Mais "le patrimoine environnemental mondial (...) est en train d'être altéré à un niveau sans précédent", met en garde le projet de synthèse du rapport, projet qui sera discuté, amendé et adopté ligne par ligne par les délégués avant sa publication le 6 mai. Un quart des 100.000 espèces aujourd'hui évaluées - une portion minime des 8 millions estimées sur Terre - sont déjà menacées d'extinction, sous pression de l'agriculture, de la pêche, de la chasse, ou encore du changement climatique. Mais "une accélération rapide imminente du taux d'extinction des espèces" est attendue par les scientifiques, selon le projet de rapport. Et entre 500.000 et un million devraient devenir à leur tour menacées, dont "beaucoup dans les prochaines décennies".
"En train de mourir"
Des projections en accord avec ce que décrivent depuis des années certains scientifiques: le début de la 6e "extinction de masse", la première depuis l'arrivée des hommes sur la planète.

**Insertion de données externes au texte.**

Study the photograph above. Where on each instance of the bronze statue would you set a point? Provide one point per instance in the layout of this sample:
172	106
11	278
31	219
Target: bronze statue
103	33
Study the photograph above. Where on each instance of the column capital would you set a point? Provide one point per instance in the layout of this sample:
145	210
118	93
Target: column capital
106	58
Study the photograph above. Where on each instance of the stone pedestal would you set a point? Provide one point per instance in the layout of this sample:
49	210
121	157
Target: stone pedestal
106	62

"La science nous dit ce que nos savoirs traditionnels signalaient depuis des décennies: la Terre est en train de mourir", a noté Jose Gregorio Mirabal, président de la COICA, organisation qui rassemble des organisations indigènes du bassin amazonien. "Nous appelons de façon urgente à un accord international pour la nature, pour restaurer la moitié du monde naturel aussi vite que possible", a-t-il ajouté, alors que ce rapport mondial prend pour la première fois en compte les savoirs, les problèmes et les priorités des peuples autochtones. Avant une réunion en 2020 en Chine des États membres de la Convention de l'ONU sur la diversité biologique (COP15), de nombreux experts espèrent que ce rapport de l'IPBES sera le prélude à un accord aussi marquant que celui de Paris sur le climat.

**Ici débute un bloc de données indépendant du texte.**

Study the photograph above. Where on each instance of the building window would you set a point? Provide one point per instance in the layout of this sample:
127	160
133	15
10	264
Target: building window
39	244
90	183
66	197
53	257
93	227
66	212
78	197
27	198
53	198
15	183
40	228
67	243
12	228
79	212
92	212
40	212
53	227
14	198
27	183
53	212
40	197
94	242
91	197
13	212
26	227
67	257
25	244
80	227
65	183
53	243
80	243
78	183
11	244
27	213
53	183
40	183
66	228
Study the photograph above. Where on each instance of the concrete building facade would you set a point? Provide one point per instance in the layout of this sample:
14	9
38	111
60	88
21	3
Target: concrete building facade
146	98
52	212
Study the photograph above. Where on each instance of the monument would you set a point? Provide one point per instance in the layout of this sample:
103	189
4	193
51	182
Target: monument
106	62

Le texte fait d'ailleurs le lien entre ces deux menaces majeures, identifiant certaines causes similaires, en particulier les pratiques agricoles et la déforestation, responsables d'environ un quart des émissions de CO2 mais aussi de graves dommages directs aux écosystèmes. "Le récent rapport du Giec a montré à quel point le dérèglement du climat menaçait la biodiversité, et le rapport à venir de l'IPBES, tout aussi important pour l'avenir de l'Humanité, devrait montrer que ces deux problèmes ont des solutions communes, à commencer par l'agroécologie", a commenté Laurence Tubiana, architecte de l'accord de Paris. Mais vu l'ampleur des réformes à mettre en place, qui impliquent une véritable transformation de nos modes de vie sur une planète de plus en plus peuplée, les résistances risquent d'être encore plus fortes que pour la lutte contre le changement climatique.